Argentina arms trafficking trial begins for ex-president Menem

[JURIST] Former Argentine president Carlos Menem [official website] failed to appear in a Buenos Aires court Thursday as he and other former officials went on trial on arms trafficking charges. The court excused Menem's absence after a defense lawyer presented a medical certificate indicating that the former president had been suffering from acute anemia. Menem, who led Argentina from 1989 to 1999, and his co-defendants are accused of arranging weapons sales to Croatia, in violation of a 1991 UN Security Council resolution [text] prohibiting the delivery of weapons to the former Yugoslavia, and to Ecuador, breaching a ban by the Organization of American States (OAS) [official website] on sales to that nation and Peru during their 1995 border conflict [AFP report]. The judges presiding over the case plan to send a representative [La Nacion report, in Spanish] to Menem's home in La Rioja province to verify his health claims and are reportedly considering whether to travel there with the prosecutor to fulfill a requirement that the indictment be read in Menem's presence.

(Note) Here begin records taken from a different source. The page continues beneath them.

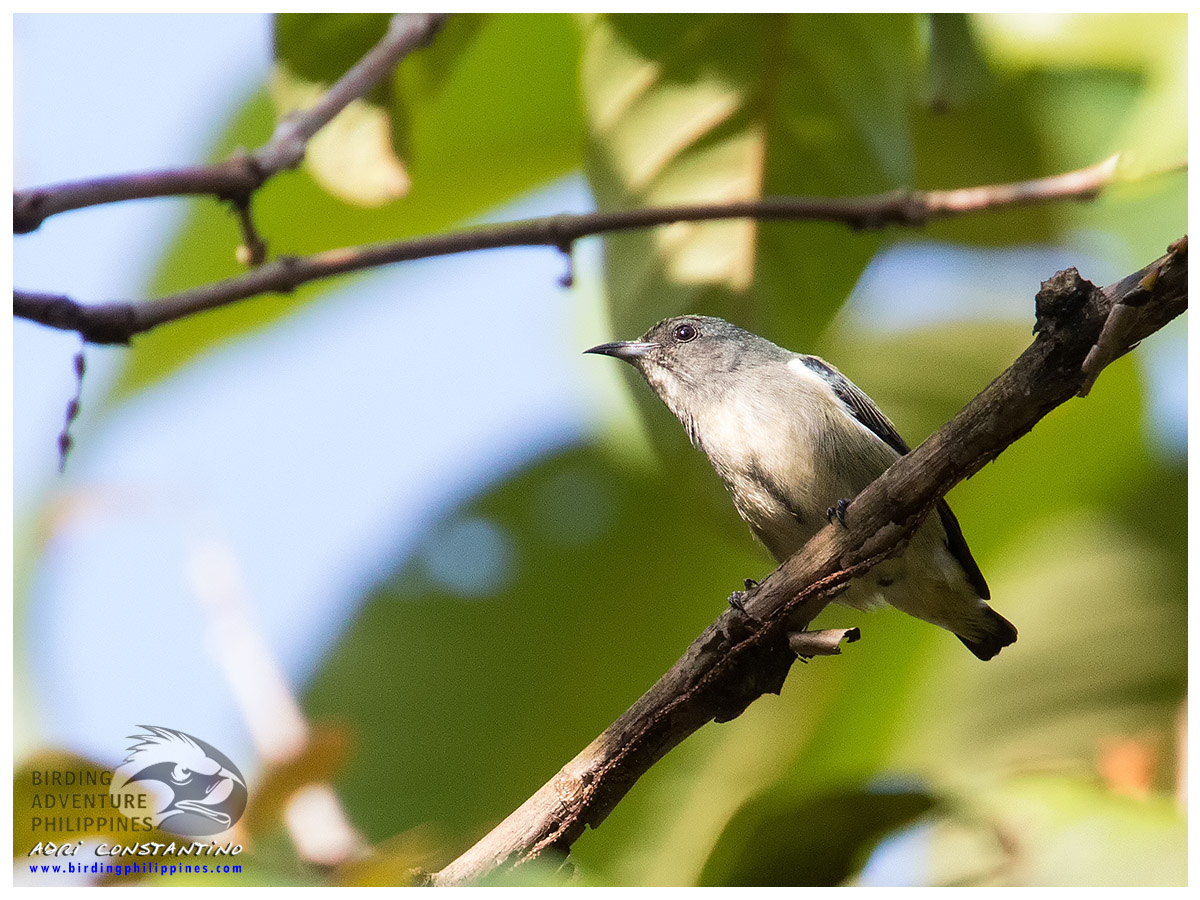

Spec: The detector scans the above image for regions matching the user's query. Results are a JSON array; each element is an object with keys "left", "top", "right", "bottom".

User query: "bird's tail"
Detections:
[{"left": 955, "top": 604, "right": 1016, "bottom": 660}]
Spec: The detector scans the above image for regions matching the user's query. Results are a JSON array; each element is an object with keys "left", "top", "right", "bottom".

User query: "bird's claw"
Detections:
[
  {"left": 730, "top": 578, "right": 758, "bottom": 618},
  {"left": 826, "top": 499, "right": 850, "bottom": 528}
]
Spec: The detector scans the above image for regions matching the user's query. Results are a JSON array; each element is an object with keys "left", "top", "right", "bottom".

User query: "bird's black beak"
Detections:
[{"left": 584, "top": 341, "right": 658, "bottom": 362}]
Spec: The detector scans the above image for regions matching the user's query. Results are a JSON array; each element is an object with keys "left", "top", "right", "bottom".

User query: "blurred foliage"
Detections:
[{"left": 18, "top": 14, "right": 1187, "bottom": 884}]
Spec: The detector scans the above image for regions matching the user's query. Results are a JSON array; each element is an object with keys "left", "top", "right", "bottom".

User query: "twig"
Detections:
[
  {"left": 428, "top": 240, "right": 1187, "bottom": 884},
  {"left": 13, "top": 157, "right": 1116, "bottom": 343},
  {"left": 12, "top": 13, "right": 446, "bottom": 234},
  {"left": 1079, "top": 235, "right": 1188, "bottom": 397},
  {"left": 59, "top": 344, "right": 88, "bottom": 473}
]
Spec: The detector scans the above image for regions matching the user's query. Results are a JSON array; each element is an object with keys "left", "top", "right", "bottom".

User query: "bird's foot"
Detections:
[
  {"left": 826, "top": 498, "right": 850, "bottom": 528},
  {"left": 730, "top": 578, "right": 758, "bottom": 619}
]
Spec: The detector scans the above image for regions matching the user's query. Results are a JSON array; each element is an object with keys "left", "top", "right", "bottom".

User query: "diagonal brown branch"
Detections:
[
  {"left": 12, "top": 13, "right": 446, "bottom": 234},
  {"left": 428, "top": 241, "right": 1188, "bottom": 884},
  {"left": 13, "top": 156, "right": 1117, "bottom": 343}
]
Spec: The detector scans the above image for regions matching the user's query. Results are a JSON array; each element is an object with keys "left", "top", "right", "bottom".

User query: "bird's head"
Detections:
[{"left": 584, "top": 316, "right": 791, "bottom": 419}]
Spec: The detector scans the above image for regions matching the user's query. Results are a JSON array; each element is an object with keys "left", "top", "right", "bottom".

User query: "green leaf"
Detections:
[
  {"left": 701, "top": 790, "right": 934, "bottom": 887},
  {"left": 271, "top": 13, "right": 412, "bottom": 206},
  {"left": 115, "top": 14, "right": 582, "bottom": 398},
  {"left": 583, "top": 14, "right": 917, "bottom": 355},
  {"left": 306, "top": 449, "right": 763, "bottom": 854},
  {"left": 929, "top": 773, "right": 1188, "bottom": 887}
]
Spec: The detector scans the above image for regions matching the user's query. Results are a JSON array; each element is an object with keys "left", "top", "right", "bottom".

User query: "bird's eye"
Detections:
[{"left": 674, "top": 322, "right": 700, "bottom": 343}]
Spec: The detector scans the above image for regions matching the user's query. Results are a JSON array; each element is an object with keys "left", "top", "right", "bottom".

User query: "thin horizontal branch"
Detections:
[
  {"left": 13, "top": 156, "right": 1117, "bottom": 343},
  {"left": 428, "top": 242, "right": 1188, "bottom": 884},
  {"left": 12, "top": 13, "right": 446, "bottom": 234}
]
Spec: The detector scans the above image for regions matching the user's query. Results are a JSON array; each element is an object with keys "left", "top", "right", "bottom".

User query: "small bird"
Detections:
[{"left": 584, "top": 316, "right": 1016, "bottom": 660}]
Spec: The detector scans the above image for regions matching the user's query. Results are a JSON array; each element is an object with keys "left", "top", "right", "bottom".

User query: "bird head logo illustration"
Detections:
[{"left": 110, "top": 725, "right": 250, "bottom": 838}]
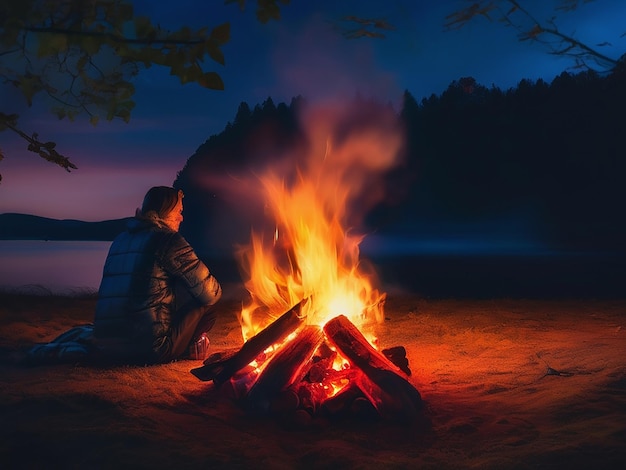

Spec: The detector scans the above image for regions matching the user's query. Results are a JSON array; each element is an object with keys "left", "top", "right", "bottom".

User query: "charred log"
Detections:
[
  {"left": 191, "top": 299, "right": 308, "bottom": 385},
  {"left": 324, "top": 315, "right": 422, "bottom": 421},
  {"left": 247, "top": 325, "right": 324, "bottom": 413}
]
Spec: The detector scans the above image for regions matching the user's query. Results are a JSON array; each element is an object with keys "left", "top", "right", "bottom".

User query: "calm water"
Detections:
[
  {"left": 0, "top": 239, "right": 626, "bottom": 298},
  {"left": 0, "top": 240, "right": 111, "bottom": 293}
]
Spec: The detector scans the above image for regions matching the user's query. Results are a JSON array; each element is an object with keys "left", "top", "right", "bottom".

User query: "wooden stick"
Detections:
[
  {"left": 324, "top": 315, "right": 422, "bottom": 421},
  {"left": 191, "top": 298, "right": 308, "bottom": 385},
  {"left": 247, "top": 325, "right": 324, "bottom": 413}
]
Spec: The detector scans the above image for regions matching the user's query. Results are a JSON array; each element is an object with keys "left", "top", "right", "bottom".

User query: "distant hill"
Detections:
[{"left": 0, "top": 213, "right": 130, "bottom": 241}]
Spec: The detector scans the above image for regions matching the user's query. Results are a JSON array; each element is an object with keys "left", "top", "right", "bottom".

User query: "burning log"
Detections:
[
  {"left": 191, "top": 298, "right": 308, "bottom": 385},
  {"left": 247, "top": 325, "right": 324, "bottom": 413},
  {"left": 324, "top": 315, "right": 422, "bottom": 421}
]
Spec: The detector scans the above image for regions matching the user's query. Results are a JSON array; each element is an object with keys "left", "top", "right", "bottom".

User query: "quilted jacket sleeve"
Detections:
[{"left": 160, "top": 232, "right": 222, "bottom": 305}]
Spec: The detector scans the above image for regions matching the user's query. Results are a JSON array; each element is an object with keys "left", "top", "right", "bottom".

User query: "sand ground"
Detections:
[{"left": 0, "top": 282, "right": 626, "bottom": 469}]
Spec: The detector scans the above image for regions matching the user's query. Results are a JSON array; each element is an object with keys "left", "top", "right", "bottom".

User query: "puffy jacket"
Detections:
[{"left": 94, "top": 218, "right": 222, "bottom": 356}]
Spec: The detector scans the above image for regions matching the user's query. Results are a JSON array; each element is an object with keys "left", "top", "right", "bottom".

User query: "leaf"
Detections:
[
  {"left": 37, "top": 34, "right": 68, "bottom": 58},
  {"left": 207, "top": 43, "right": 226, "bottom": 65}
]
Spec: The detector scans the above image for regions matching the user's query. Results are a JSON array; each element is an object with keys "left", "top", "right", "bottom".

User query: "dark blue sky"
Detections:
[{"left": 0, "top": 0, "right": 626, "bottom": 220}]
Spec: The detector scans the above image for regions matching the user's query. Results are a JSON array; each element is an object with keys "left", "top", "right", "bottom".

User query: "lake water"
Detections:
[
  {"left": 0, "top": 240, "right": 111, "bottom": 293},
  {"left": 0, "top": 239, "right": 626, "bottom": 298}
]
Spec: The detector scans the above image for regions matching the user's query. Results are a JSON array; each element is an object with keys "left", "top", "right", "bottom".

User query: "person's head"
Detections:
[{"left": 141, "top": 186, "right": 183, "bottom": 231}]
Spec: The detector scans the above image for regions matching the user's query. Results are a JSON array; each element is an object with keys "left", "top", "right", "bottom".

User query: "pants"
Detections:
[{"left": 155, "top": 302, "right": 216, "bottom": 362}]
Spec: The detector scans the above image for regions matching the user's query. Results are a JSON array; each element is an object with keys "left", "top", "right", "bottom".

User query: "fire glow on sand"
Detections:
[{"left": 192, "top": 102, "right": 421, "bottom": 419}]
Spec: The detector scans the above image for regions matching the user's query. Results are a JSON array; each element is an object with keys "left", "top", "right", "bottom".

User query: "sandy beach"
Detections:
[{"left": 0, "top": 286, "right": 626, "bottom": 469}]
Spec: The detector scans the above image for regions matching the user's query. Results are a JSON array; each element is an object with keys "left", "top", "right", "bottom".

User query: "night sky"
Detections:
[{"left": 0, "top": 0, "right": 626, "bottom": 221}]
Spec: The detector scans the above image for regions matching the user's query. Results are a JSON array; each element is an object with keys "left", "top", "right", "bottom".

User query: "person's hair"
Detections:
[{"left": 141, "top": 186, "right": 183, "bottom": 219}]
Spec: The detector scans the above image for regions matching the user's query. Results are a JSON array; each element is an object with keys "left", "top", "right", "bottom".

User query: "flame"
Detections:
[{"left": 233, "top": 103, "right": 400, "bottom": 341}]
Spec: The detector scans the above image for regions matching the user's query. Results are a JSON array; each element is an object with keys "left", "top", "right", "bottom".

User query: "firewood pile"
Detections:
[{"left": 191, "top": 299, "right": 422, "bottom": 423}]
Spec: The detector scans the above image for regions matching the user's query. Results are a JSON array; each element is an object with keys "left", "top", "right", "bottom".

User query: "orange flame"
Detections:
[{"left": 233, "top": 103, "right": 401, "bottom": 340}]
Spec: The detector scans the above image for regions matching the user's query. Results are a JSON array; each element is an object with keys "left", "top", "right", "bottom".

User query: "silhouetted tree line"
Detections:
[{"left": 175, "top": 67, "right": 626, "bottom": 255}]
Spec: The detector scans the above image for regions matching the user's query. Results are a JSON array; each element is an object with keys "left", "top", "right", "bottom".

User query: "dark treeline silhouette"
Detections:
[{"left": 175, "top": 68, "right": 626, "bottom": 264}]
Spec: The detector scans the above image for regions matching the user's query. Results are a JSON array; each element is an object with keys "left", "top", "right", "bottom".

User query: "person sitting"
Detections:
[{"left": 93, "top": 186, "right": 222, "bottom": 363}]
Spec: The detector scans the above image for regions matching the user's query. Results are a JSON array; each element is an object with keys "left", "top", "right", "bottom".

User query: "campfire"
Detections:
[{"left": 191, "top": 103, "right": 422, "bottom": 421}]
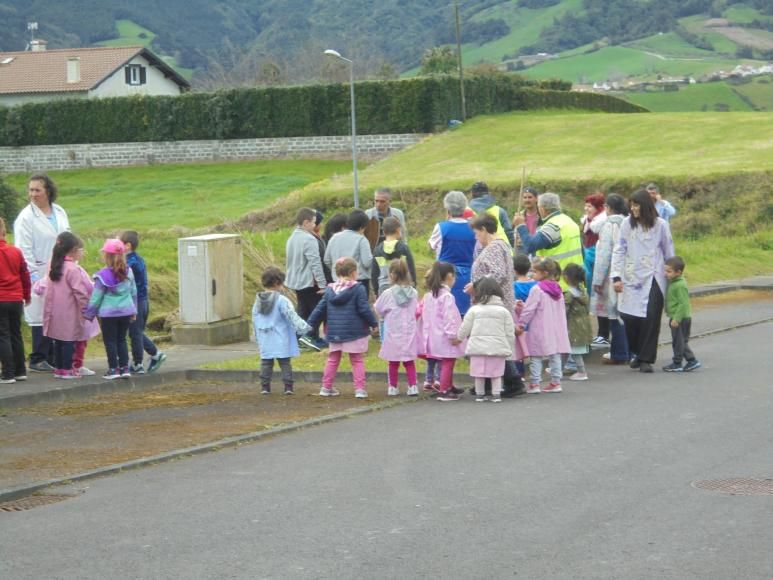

The trial is expected to last seven months. AP has more.

In May, an Argentine prosecutor filed a petition [JURIST report] seeking the arrests of Menem and five others accused of obstructing an investigation into the 1994 bombing of a Jewish community center [AMIA backgrounder, in Spanish] in Buenos Aires. In 2004, an Argentine judge conducted an investigation [JURIST report] into the possible connection between Swiss bank accounts allegedly held by Menem and the bombing, which killed 85 people. Menem was placed under house arrest [CNN report] on arms-trafficking charges in 2001 but was freed later that year. In 2004, he moved to Chile, where a court refused to extradite him [BBC report] for questioning on corruption charges. He returned to Argentina [JURIST report] later that year after arrest warrants were withdrawn. He was elected to the Argentine Senate in 2005.